Through the first two months of the season, 2012 looked like it would be Josh Hamilton's year.
In the prime of his career at the age of 31, Hamilton was on pace to win his second MVP award before entering free agency and a possible $200 million plus payday. His off-field indiscretions, if not completely in the past, were no longer dragging him down.
Hamilton was becoming the face of the game. And with a once-in-a-generation talent carrying them, the Rangers looked like the best team in baseball.
Two months later, that narrative has been completely derailed. And while Hamilton tries to regain his swing after a miserable June and July, an impossibly fresh-faced 20-year old on the LA Angels has emerged as a star.
Mike Trout, an uber-athletic 6'1 210 OF who combines blinding speed with average and power at the plate, is a true five-tool player. He's one of the only players in baseball who can match Hamilton's physical gifts.
The difference? He's younger, more durable and doesn't seem to have any off-the-field issues.
In Hamilton's MVP season in 2010, he hit .359/.411/.633 as a 29-year old. Through 80 games in 2012, Trout is hitting .351/.408/.600.
He has the chance to be the best best player in baseball over the next decade, and if that isn't scary enough, LA has the best player of the last decade batting two spots behind him. Albert Pujols, the $240 million dollar man, has bounced back from an early-season slump to hit .284/.350/.506 in 2012.
Against the rest of the Angels lineup, Derek Holland looked like the dominant front of the rotation starter he could one day be on Tuesday. Against Pujols and Trout, he looked like the inconsistent young lefthander he still is, as LA's two stars were more than enough to carry them to a 6-2 victory.
Through the first 5 and 2/3 innings, Holland allowed only three hits: a solo HR from Pujols in the fourth, a two-run HR from Trout in the sixth and another solo shot from Pujols in the sixth
And while LA's offensive stars shined on Tuesday, the Rangers offense continued to slump.
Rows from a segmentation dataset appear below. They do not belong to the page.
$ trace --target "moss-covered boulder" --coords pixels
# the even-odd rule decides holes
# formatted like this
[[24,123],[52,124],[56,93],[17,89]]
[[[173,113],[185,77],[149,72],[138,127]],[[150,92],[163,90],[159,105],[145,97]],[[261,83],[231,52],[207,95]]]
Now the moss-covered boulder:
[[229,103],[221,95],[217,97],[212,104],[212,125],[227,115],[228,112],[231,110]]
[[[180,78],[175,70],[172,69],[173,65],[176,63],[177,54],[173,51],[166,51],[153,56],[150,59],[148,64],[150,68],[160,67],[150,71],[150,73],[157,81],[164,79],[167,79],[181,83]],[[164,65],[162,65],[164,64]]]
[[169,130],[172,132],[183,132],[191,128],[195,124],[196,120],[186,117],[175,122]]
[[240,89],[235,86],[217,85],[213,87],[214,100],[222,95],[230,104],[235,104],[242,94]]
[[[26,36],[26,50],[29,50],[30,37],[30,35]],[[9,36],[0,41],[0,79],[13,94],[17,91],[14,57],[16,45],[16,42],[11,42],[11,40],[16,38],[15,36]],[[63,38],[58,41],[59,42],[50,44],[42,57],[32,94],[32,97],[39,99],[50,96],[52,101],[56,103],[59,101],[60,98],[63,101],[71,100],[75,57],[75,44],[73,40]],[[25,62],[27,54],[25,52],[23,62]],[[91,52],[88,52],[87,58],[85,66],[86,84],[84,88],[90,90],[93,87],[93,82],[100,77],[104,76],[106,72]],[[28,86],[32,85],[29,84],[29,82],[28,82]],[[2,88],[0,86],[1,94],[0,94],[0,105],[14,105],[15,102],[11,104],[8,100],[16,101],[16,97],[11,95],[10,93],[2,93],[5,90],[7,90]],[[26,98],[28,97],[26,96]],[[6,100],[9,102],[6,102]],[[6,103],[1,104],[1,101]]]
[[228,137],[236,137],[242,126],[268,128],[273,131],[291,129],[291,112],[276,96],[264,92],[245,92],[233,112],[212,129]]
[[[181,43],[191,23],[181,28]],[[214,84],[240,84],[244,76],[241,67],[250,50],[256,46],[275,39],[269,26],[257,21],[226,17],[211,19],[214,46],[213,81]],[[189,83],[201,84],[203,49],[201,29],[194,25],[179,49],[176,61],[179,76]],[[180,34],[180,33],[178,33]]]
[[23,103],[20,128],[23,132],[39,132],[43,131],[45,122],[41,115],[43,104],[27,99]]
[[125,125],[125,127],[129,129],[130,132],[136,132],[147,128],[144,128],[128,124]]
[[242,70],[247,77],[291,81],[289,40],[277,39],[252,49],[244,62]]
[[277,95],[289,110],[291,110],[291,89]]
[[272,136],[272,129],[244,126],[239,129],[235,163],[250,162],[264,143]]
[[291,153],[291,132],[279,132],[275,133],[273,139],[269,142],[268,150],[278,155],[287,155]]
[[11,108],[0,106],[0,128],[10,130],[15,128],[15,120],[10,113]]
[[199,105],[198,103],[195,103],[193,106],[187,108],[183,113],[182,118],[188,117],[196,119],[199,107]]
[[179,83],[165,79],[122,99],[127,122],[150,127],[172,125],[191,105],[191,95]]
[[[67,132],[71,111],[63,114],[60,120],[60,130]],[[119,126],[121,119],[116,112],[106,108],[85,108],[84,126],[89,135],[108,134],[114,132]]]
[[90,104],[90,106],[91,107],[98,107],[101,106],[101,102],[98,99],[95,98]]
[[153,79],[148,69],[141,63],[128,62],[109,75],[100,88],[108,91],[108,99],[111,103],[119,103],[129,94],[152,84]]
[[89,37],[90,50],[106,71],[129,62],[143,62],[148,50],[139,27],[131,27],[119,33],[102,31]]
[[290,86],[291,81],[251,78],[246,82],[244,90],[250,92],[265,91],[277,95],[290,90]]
Jered Weaver had a perfect game going through the first 5 and 2/3 innings, as Texas finished the month of July hitting .190 with runners in scoring position.
There was no better example of the Rangers struggles all month than the bottom of the sixth inning. With two men on and no outs and the top of the lineup at the plate, Ian Kinsler popped up while Elvis Andrus and Adrian Beltre grounded out.
If there was a bright spot for Texas, it was the play of Hamilton, who made solid contact despite going 1-4 on the night.
But even though Hamilton has the plate discipline of a 20-year old rookie, the numbers indicate that he can't continue hitting this poorly over the last two months of the season. And even though Trout looks like the clear front-runner for the 2012 MVP award, the numbers suggest no 20-year old rookie can continue to hit this well over an entire season.
With their loss on Tuesday, the Rangers are now only 3 games in front of the Angels in the suddenly competitive AL West race. And if the trend-lines for both Hamilton and Trout don't reverse themselves, that deficit could be a lot smaller by the end of the week.